AIFA ATTIVATA IN VISTA ACQUISIZIONE FARMACO MERCK

Per quel che riguarda invece il farmaco antivirale molnupiravir prodotto da Merck, approvato ieri in Gran Bretagna ma non ancora dall'agenzia europea Ema, il professor Locatelli ha detto che l'Italia si sta già muovendo in vista di una possibile futura acquisizione di dosi del farmaco.

"Aifa si è già attivata per poter garantire l'acquisizione del farmaco contro la polimerasi virale - ha dichiarato - il direttore Nicola Magrini ha già contattato l'azienda e ha chiesto il dossier per poterlo valutare".

A DICEMBRE POSSIBILE VACCINO PER 5-11 ANNI

Locatelli è poi tornato sull'allargamento della vaccinazione alla fascia d'età 5-11 anni.

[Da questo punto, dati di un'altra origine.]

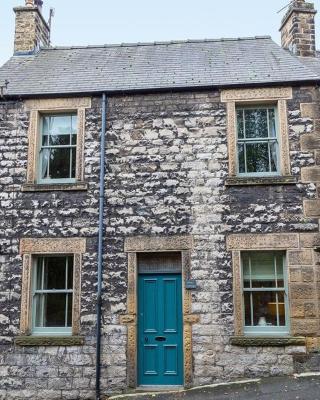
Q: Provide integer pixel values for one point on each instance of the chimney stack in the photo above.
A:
(298, 29)
(31, 31)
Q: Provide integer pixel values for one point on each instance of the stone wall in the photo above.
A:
(298, 29)
(166, 164)
(31, 29)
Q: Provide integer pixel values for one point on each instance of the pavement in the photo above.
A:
(298, 387)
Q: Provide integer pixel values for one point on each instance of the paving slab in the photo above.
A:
(278, 388)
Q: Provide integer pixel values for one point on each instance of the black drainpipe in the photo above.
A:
(100, 243)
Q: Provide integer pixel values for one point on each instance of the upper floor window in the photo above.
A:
(58, 148)
(52, 295)
(265, 293)
(257, 141)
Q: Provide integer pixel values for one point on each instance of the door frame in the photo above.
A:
(142, 244)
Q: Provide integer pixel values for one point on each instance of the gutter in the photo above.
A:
(169, 89)
(100, 243)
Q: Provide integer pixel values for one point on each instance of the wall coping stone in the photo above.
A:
(49, 341)
(248, 341)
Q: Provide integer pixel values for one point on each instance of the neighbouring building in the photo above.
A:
(207, 217)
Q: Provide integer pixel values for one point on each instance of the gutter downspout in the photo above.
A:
(100, 244)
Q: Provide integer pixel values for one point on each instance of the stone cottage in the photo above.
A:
(159, 211)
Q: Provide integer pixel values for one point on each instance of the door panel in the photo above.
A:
(160, 353)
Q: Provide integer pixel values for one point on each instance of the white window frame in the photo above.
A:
(259, 140)
(40, 180)
(43, 331)
(267, 330)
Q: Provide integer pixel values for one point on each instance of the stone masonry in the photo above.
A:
(298, 29)
(31, 29)
(166, 166)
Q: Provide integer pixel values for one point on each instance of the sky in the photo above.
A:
(94, 22)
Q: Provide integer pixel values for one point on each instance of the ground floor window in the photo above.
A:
(52, 294)
(265, 293)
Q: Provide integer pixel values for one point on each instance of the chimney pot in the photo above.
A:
(298, 29)
(32, 30)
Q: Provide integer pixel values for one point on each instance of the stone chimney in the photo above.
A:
(298, 29)
(32, 31)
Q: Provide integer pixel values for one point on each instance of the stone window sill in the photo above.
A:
(265, 180)
(276, 341)
(34, 187)
(49, 341)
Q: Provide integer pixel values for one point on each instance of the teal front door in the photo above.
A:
(160, 344)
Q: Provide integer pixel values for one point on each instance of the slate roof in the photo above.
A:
(153, 66)
(312, 63)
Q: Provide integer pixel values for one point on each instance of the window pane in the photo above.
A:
(263, 270)
(242, 167)
(247, 308)
(45, 140)
(73, 162)
(58, 125)
(240, 124)
(37, 309)
(257, 157)
(50, 310)
(246, 271)
(74, 123)
(273, 156)
(59, 140)
(55, 273)
(70, 272)
(59, 163)
(266, 309)
(44, 156)
(256, 122)
(54, 310)
(69, 310)
(272, 123)
(38, 273)
(282, 309)
(280, 276)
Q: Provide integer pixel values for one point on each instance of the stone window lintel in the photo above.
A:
(47, 246)
(274, 341)
(234, 97)
(49, 341)
(56, 105)
(254, 181)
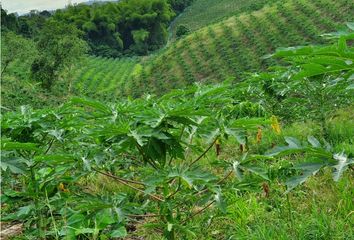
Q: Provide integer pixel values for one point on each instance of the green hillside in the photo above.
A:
(104, 77)
(236, 45)
(204, 12)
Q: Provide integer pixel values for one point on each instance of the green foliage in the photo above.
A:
(125, 26)
(14, 47)
(202, 13)
(181, 31)
(235, 46)
(59, 47)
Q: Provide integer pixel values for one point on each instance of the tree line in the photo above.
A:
(111, 29)
(55, 40)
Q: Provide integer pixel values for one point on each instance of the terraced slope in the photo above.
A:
(236, 45)
(204, 12)
(103, 77)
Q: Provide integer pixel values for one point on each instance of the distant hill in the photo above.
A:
(236, 45)
(99, 1)
(204, 12)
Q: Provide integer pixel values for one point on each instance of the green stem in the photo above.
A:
(36, 203)
(51, 215)
(290, 214)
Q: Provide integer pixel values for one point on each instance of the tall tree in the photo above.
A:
(14, 47)
(59, 47)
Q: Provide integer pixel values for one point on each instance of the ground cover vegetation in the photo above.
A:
(268, 157)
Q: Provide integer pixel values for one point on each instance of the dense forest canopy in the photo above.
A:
(111, 29)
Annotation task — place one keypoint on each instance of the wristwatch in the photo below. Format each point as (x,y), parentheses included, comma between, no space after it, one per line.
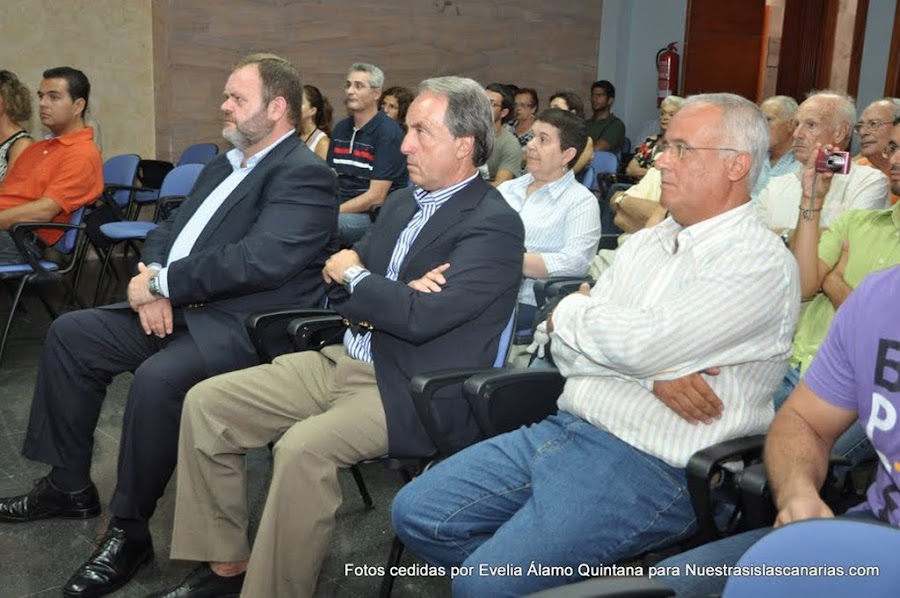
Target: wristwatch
(153,286)
(351,273)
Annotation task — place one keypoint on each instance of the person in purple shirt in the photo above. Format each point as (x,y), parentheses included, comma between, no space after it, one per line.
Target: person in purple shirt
(855,374)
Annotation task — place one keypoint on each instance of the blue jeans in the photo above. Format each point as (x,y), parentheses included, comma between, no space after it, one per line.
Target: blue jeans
(352,227)
(727,551)
(560,493)
(853,443)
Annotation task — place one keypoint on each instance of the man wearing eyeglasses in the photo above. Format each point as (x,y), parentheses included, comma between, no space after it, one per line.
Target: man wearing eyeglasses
(874,130)
(824,118)
(704,304)
(365,153)
(831,266)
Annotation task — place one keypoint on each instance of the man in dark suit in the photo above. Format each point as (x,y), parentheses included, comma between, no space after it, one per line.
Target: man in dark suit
(431,286)
(253,234)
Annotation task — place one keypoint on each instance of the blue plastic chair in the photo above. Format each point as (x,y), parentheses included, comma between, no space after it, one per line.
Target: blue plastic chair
(199,153)
(603,163)
(177,184)
(842,542)
(35,268)
(119,174)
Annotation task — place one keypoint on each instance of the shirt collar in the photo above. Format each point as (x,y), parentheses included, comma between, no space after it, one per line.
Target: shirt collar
(556,189)
(439,196)
(82,134)
(236,156)
(676,238)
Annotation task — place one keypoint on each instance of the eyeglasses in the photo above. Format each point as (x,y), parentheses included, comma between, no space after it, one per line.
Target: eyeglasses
(870,124)
(357,85)
(680,149)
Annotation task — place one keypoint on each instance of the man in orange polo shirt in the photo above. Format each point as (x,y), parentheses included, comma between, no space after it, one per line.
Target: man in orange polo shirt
(56,176)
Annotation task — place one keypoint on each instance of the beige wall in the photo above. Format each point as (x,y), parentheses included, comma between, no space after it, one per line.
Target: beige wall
(548,45)
(110,40)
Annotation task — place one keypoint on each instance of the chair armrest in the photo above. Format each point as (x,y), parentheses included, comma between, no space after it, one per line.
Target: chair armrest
(507,399)
(706,466)
(268,330)
(549,288)
(314,332)
(30,252)
(423,387)
(610,587)
(166,205)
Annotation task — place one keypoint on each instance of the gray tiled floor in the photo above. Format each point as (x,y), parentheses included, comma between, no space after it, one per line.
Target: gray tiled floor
(36,559)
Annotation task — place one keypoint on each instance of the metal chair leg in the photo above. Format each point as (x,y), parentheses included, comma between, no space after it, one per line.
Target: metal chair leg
(387,581)
(361,484)
(12,312)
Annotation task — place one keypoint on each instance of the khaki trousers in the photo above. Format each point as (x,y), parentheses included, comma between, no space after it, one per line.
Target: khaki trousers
(325,411)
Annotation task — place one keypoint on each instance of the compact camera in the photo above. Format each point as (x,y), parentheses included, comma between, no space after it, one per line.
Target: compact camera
(836,162)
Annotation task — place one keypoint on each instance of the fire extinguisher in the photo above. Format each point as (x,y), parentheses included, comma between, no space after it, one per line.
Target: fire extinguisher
(667,69)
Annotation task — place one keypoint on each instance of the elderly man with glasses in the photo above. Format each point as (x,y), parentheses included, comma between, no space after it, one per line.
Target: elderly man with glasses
(365,153)
(824,118)
(678,346)
(874,130)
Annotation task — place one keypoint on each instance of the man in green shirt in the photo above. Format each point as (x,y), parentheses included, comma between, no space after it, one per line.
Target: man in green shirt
(831,266)
(605,128)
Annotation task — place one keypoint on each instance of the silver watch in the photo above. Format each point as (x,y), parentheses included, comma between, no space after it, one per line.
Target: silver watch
(351,273)
(153,286)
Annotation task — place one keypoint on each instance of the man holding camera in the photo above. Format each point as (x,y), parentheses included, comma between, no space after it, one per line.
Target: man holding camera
(825,118)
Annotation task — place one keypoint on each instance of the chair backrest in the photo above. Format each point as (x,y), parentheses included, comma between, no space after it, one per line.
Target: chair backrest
(199,153)
(69,241)
(823,544)
(506,338)
(121,170)
(180,180)
(604,162)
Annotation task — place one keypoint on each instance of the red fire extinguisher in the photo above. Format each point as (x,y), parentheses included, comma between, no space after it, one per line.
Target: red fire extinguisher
(667,68)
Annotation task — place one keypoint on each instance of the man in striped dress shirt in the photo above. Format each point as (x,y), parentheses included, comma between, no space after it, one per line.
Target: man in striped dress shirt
(678,346)
(430,287)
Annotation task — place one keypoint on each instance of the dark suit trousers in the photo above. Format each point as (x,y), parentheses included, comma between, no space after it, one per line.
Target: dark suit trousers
(82,353)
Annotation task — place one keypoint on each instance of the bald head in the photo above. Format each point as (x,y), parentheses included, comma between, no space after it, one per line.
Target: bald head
(824,118)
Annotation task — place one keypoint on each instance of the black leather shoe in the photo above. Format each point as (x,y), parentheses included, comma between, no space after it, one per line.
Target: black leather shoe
(46,501)
(202,582)
(111,566)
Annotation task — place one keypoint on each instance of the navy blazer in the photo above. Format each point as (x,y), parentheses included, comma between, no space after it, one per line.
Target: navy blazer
(483,240)
(264,248)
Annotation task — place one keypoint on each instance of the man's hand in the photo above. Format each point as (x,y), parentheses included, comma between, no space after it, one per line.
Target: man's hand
(803,507)
(584,289)
(156,317)
(823,181)
(834,285)
(432,281)
(690,397)
(337,263)
(138,289)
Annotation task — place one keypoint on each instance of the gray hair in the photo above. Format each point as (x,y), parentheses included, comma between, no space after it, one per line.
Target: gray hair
(376,75)
(743,127)
(846,106)
(895,104)
(673,101)
(468,112)
(787,106)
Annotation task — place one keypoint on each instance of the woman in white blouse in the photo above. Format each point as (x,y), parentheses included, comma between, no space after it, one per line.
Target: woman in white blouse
(561,216)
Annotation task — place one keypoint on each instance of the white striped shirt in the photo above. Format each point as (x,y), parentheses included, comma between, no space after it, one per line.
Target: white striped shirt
(562,223)
(359,346)
(721,293)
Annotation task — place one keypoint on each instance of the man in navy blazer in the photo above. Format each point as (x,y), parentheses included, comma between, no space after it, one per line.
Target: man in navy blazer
(431,286)
(253,234)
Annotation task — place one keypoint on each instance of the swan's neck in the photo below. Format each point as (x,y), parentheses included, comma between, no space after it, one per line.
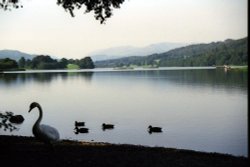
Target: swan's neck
(36,125)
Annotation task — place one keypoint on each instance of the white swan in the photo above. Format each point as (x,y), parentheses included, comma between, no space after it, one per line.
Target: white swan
(45,133)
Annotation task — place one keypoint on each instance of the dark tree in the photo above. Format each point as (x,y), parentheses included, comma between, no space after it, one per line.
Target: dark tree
(44,62)
(21,62)
(101,8)
(86,63)
(8,64)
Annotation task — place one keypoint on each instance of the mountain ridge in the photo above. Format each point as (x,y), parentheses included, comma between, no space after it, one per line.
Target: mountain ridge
(125,51)
(228,51)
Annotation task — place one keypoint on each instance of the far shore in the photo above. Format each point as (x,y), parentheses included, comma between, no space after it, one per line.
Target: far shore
(27,151)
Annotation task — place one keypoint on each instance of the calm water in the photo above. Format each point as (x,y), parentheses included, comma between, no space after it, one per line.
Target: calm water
(199,109)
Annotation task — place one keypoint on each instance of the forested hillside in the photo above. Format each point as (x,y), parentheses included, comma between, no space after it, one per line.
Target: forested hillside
(230,52)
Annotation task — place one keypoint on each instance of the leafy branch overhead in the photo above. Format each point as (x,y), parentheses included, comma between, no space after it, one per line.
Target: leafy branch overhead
(101,8)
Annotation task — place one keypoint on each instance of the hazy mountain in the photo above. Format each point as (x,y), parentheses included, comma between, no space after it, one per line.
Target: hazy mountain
(125,51)
(14,54)
(233,52)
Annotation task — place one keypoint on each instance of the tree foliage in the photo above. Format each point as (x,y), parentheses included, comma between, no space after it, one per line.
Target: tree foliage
(6,64)
(101,8)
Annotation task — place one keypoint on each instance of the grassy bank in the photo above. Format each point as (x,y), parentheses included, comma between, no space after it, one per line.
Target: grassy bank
(27,151)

"L'approvazione della Fda apre alla possibilità di protezione con una dose pediatrica di un terzo del vaccino Pfizer alla fascia d'età 5-11 anni, sia per proteggerli da fenomeni come il long-Covid sia per ridurre ulteriormente la circolazione virale".

Sui tempi il coordinatore del Cts ha ripetuto che una decisione dell'Ema è attesa nei primi quindici giorni di dicembre. "E l'autorità italiana si è sempre dimostrata velocissima dopo l'autorizzazione europea".

Il ministro, rispondendo alle domande, ha ripetuto poi che una decisione sull'eventuale proroga dello stato di emergenza, che scade a fine anno, verrà valutata e decisa solo nei giorni immediatamente precedenti alla scadenza.

GREEN-PASS A VACCINATI NON-EMA CON RICHIAMO

Speranza ha infine ricordato che, con la circolare emessa ieri, l'Italia attribuisce il green-pass "anche alle persone che hanno completato il ciclo vaccinale con vaccini non approvati dall'Ema, come il russo Sputnik, dopo che si saranno somministrate una dose booster di vaccino a mRNA in un periodo compreso fra i 28 giorni e i sei mesi dalla vaccinazione".